風邪を引いちゃうから
しばらくお姉ちゃんに頭を撫でられた私は、お姉ちゃんに眠くなってきたことを伝えて、扇風機にタイマーをつけてから、一緒にベッドに入った。
布団の中で、お姉ちゃんに抱きしめられてちょっと暑いけど、扇風機のおかげで、さっきリビングでお姉ちゃんがくっついてきた時よりは全然マシだと思う。
……布団に入ってるから、あんまり変わらない気がしなくもないけど、多分変わってるはず。
「美葉、暑くない?」
「……暑いけど、扇風機かけてるし、風邪をひいちゃわないように、このままでいいよ」
まぁ、暑いのくらい我慢できるし。
「ふふっ、美葉も暑いのを我慢するほど私とくっついていたいのね」
「ち、違うから! 私はただ、扇風機をかけてて、こうしてないと風邪を引いちゃうから言ってるだけだし!」
扇風機をかけてなかったら、普通に暑いから、嫌……だし。
「だったら、扇風機を止めればいいじゃない」
「そ、それは、もう布団に入っちゃったし、今更じゃん!」
「ふふっ、そうね。……美葉、私も愛してるわ」
「きゅ、急に何言ってるの!?」
お姉ちゃんはそう言いながら、私を抱きしめてる力を私が痛くない程度に少しだけ強くして、また頭を撫でてきた。
い、意味わかんないし! 私もって何! 私もって! 私は何も言ってないし、私は、お姉ちゃんのことを別に愛してるわけではないし。……好きではあるけどさ。
「い、いきなり変なこと言わないでよ! も、もう私は寝るから!」
「ええ、おやすみ、美葉」
私はお姉ちゃんに撫でられながら、いつの間にか眠っていた。
私は暑くて、お姉ちゃんの胸の中で目を覚ました。
……扇風機が切れてる。
そんな状態でお姉ちゃんとくっついて寝た私は、汗だくだった。
……今日は学校だし、お風呂に入らないと。
「美葉、おはよう」
「……ん、お姉ちゃん……おはよう」
お姉ちゃんがそう言ってきて、気がついたけど、お姉ちゃんも私と同じで、汗をいっぱいかいていた。
「……お姉ちゃん、お風呂、入らないと」
……私の汗がお姉ちゃんにベタベタしてるのなんて、気持ち悪いと思うから、寝起きであまり回ってない頭でなんとかそう言って、お姉ちゃんから離れようとした。

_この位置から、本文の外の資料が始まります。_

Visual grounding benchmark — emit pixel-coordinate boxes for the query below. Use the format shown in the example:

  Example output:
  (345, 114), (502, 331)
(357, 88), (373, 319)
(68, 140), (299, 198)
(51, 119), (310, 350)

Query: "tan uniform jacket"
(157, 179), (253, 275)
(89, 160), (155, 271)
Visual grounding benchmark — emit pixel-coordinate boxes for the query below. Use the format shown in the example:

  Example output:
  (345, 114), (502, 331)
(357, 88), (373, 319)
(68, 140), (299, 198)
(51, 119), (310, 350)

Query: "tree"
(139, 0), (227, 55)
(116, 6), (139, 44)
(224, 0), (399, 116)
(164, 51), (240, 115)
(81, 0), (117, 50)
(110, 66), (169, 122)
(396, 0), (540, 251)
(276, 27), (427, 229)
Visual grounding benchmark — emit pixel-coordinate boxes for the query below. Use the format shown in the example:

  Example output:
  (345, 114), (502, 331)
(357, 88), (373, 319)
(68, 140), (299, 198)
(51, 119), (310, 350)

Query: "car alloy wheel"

すると、お姉ちゃんは私を離さないとばかりに、抱きしめる力を強くした。
「美葉の汗なら、気持ち悪いなんて思わないから、私が連れて行ってあげるわ」
お姉ちゃんはそう言って、有無を言わさずに私をベッドから優しく起こして、お姫様抱っこをした。
「ちょ、じ、自分で起きられるから!」
状況を理解した私は、寝起きの頭をフル回転させて、なんとかそういった。
「大丈夫よ。美葉は私に体を任せてればいいわ」
そしてお姉ちゃんは、私をお姫様抱っこしたままお風呂場に向かった。
「ま、待って! ふ、服くらいは自分で脱げるから! だ、だから脱がそうとしないで!」
私はさっきまでの眠気なんか吹き飛んでいて、顔を真っ赤にしながら、必死にそう言った。
そして、私の必死さが伝わったのか、お姉ちゃんは私の服を脱がそうとするのを辞めてくれた。